First you should determine if the RUS is even looking for recipients to process. Based on the schedule, or when Update Now is chosen, the RUS will query the domain for any new or modified objects. The first step in troubleshooting a RUS that's not stamping is to verify that it's checking for changes at all.
In ADSI Edit or LDP, connect to the DC that the RUS points to, and find your test user. Look at the USNChanged attribute and make a note of the value.
Next, open up the application event log on the Exchange server responsible for the RUS. Go to View->Find. For Event ID put 8011. For Description put "Base 'DC" (without the enclosing quotes). This will take you to the most recent search for changes against the domain naming context:
Here you can see the RUS is searching for any objects with a USNChanged value between 273870 and 298312. You may notice that there are many other events 8011 in the application log that contain different searches. These are generated by many different operations. For the purpose of troubleshooting the stamping of users, though, the only 8011 events we are interested in are the ones where the base of the search is the domain in question. This is why it is useful to use Find to skip directly to an 8011 event that contains the text "Base 'DC" - this will take you directly to a search against a domain and skip over the rest of the 8011 events. If you have RUS's for different domains running on the same Exchange server, you may want to include the entire name of the domain in the Description portion of the Find window, so you can skip over any 8011 events for other domain RUS's.

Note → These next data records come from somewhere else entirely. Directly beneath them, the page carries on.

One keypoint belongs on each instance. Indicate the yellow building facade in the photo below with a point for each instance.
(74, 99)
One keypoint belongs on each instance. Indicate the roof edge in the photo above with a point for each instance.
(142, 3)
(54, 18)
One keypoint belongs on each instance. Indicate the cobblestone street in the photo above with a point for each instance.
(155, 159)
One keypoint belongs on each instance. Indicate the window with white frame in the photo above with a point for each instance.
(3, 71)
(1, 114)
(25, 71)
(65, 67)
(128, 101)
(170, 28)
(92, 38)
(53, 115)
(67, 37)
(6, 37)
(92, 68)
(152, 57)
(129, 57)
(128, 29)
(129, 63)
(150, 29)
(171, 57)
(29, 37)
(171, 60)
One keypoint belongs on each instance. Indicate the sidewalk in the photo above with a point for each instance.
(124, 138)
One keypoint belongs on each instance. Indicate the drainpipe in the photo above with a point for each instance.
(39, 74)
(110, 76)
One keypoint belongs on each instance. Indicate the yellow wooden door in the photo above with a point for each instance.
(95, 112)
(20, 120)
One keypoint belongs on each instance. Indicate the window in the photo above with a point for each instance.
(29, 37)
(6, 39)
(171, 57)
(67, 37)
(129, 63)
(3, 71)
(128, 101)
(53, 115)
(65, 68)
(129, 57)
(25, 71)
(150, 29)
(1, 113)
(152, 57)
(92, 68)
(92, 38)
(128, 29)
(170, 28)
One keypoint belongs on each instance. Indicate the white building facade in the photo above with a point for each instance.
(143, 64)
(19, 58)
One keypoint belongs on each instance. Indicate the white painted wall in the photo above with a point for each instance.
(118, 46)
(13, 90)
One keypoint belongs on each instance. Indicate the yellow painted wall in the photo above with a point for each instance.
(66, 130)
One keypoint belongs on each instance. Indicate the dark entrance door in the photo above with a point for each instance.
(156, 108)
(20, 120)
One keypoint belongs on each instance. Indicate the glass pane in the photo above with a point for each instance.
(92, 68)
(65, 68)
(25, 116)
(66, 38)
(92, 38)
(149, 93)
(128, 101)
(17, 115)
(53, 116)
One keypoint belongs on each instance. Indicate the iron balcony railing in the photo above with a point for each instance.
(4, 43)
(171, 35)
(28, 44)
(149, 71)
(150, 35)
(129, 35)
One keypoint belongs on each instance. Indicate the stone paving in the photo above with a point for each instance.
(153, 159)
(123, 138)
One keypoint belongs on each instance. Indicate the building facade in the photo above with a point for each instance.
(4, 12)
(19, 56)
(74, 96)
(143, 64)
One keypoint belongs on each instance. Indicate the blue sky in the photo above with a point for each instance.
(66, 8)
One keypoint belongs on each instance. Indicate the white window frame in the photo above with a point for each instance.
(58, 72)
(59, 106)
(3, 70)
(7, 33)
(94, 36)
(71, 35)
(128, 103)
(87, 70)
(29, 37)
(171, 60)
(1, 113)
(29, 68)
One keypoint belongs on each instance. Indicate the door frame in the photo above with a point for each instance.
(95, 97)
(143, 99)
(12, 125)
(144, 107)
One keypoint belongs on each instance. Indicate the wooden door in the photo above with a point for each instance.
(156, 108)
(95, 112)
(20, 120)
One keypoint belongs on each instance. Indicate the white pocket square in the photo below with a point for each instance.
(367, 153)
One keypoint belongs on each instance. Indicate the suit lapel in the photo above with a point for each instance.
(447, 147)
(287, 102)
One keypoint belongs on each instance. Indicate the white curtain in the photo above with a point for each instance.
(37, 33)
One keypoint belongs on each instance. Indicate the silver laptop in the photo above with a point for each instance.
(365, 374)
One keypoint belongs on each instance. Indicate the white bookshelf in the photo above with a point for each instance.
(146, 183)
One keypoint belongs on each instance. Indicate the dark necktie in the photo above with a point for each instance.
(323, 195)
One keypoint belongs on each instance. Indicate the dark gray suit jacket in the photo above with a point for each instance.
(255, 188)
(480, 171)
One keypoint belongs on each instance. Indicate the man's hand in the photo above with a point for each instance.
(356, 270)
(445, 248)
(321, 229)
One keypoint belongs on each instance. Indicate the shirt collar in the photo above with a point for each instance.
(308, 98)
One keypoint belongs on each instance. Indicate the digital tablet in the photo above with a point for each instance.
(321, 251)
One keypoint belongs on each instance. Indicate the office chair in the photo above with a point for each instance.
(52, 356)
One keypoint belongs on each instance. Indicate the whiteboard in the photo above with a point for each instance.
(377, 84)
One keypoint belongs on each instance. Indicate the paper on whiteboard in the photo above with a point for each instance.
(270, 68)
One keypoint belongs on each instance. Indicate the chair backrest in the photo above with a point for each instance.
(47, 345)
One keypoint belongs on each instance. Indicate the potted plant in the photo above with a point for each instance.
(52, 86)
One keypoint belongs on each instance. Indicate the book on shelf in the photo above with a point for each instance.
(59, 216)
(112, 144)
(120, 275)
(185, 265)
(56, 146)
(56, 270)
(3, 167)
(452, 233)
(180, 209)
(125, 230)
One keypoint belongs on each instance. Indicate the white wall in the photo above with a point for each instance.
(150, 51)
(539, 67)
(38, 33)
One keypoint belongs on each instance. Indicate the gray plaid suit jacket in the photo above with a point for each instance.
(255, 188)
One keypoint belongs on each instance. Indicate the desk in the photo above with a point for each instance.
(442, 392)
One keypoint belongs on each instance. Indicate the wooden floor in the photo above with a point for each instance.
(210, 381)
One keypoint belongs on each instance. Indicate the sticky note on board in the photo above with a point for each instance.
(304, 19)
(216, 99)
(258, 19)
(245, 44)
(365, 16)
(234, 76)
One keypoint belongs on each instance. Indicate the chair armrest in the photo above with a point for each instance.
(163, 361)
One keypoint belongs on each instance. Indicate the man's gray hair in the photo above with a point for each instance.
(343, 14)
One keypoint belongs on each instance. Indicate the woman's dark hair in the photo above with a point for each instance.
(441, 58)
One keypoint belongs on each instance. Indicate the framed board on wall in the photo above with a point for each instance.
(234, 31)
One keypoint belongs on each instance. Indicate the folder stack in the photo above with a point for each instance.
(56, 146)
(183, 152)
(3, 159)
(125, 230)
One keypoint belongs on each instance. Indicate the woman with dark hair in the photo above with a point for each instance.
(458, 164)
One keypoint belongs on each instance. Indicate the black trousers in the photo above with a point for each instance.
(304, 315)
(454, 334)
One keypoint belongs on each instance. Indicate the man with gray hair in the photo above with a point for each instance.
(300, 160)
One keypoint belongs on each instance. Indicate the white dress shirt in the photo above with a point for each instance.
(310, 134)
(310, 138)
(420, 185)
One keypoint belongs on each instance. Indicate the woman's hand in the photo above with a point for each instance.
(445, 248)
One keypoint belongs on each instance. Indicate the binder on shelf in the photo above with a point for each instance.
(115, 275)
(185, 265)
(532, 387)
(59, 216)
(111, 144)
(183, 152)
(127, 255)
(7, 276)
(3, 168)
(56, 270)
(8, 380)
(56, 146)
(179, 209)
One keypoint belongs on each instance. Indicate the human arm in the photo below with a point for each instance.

If the user you've identified has a USNChanged value higher than the range of USNs in this event, then the RUS has not yet queried for that user. If the USNChanged on your user is much greater than the USNs currently being processed by the RUS, that's an indication that the RUS has fallen behind and is still catching up to the latest changes. One common reason for this is that a Rebuild was run. When you choose Rebuild, the RUS starts over from a USNChanged of 1 and queries for all objects in the domain. In a large domain, it can take hours or in some cases days for the RUS to process all the objects and catch up after running a Rebuild.
If the user you've identified has a USNChanged value lower than the range of USNs in this event, then this RUS has already passed that user. In that case, continue to search back through the application log until you find the 8011 that contains the range of USNs that includes the user in question. If you can not find it, another option is to make another change to the user. Any change to the object, even just changing the description, will cause the USNChanged to be bumped up to the latest value on the DC. So if the RUS has already gone past the user in question and you can not find the associated 8011, just make a change to the user and note the new USNChanged. Then watch the app log for the next 8011, which should include the USN of the user you just updated.
If there is no 8011 with "Base 'DC" in the description, then the domain RUS has not kicked off since logging was turned up, or if it has then the event wrapped out of the log. If a Rebuild is running it may be difficult to catch the 8011 against the domain root, since the application log will be filling up in a very short time during a Rebuild. See the next section for instructions on how to determine if a Rebuild is running.
If there is no 8011 and it does not appear that a Rebuild is running, check the schedule on the RUS. You can try choosing Update Now to get the RUS to kick off immediately, but do not start a Rebuild or Apply a policy. If you still see no 8011 querying the root of the domain within the next few minutes, it is likely that the RUS is hanging waiting for a response to a search against the DC.
When the RUS is hanging in an LDAP query, you can restart the System Attendant service to get it going again. However, the RUS may hang again unless the cause of the LDAP query hang is identified and corrected. This is usually caused by a network problem, and a Network Monitor capture of the query hanging will be needed to identify the cause.
If the 8011 does contain a range of USNChanged values that includes the USNChanged on the user, then you have answered the first question.